All good performance coaches know that beyond the grit and grind of the weight room, or the pursuit of perfect technique, or even the strict demands of a well balanced diet lies the key to personal athletic achievement: The mind.
In his book The Mindful Athlete by George Mumford he tells us “It’s only in the present moment that you can cultivate conscious flow in your life, achieve optimal levels of performance, and experience that exalted place called ‘the Zone’.” Being present as an athlete requires 100% attention. Doing this we allow all of our preparation to flow through us, and we perform at our maximum potential.
In my opinion the mind is the most underused and underrated aspect of athletic training, but by far the most important. Without developing this aspect of our performance we can never fully capitalize on all the physical development we’ve gained through training. We’ve all heard the same mantra or a variation of it… the game is 40% Physical and 60% mental. Me personally, I’d go with 30/70 but the ratio is less important than understanding what this means. As a former competitive athlete this concept eluded me for much of my career. One thing that was clear to me was that the most talented athletes didn’t always succeed, but the best athletes always performed.

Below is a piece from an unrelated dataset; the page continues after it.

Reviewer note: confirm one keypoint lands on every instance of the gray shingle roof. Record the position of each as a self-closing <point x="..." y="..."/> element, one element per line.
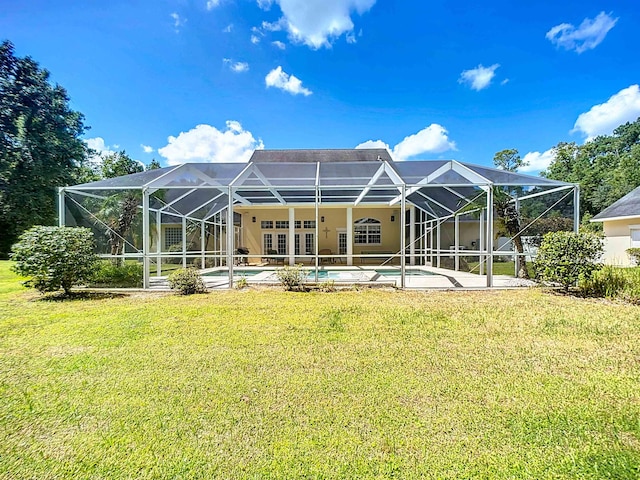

I say perform because when it all boils down to it that’s all that really matters, right? As an athlete, every practice, every training session, every barbell we lift is done with the idea that when the lights turn on we perform. We shine, we ball, we ‘turn up’, we get in our zone. But as those lights get brighter, the intensity builds and the stakes get higher. I can assure you that mental toughness is key and one aspect always rises above the rest: Presence- the ability to block out all the noise and make plays.
An athlete with a strong presence has the ability to harness all of their mental energy on what is required at that moment. They are completely focused and aware of the now; making a catch, throwing a pitch, sinking a free throw, saving a goal. They are the quiet within the storm. This is what separates them from their opponent who lacks presence. Their opponent is nervous, doubtful, distracted, afraid, thinking of the what if’s, and hope nots. One is immersed in the moment focused only on the task at hand, while the other is drowning in the vast sea of their mind.
Learning presence as an athlete is a simple concept but can be a difficult task. Athletes have countless distractions that can throw them off their game. Especially amateur athletes who are forced to juggle many different elements at once. But at the Boost Performance Center in Corona CA we believe that like all other aspects of performance this skill can be trained. During practice, training sessions, and film study, eliminate distractions and become completely involved in all that is at that moment. Give the mental effort and as your presence grows so will your performance. We all have our Zone, we just need to take the time to find it.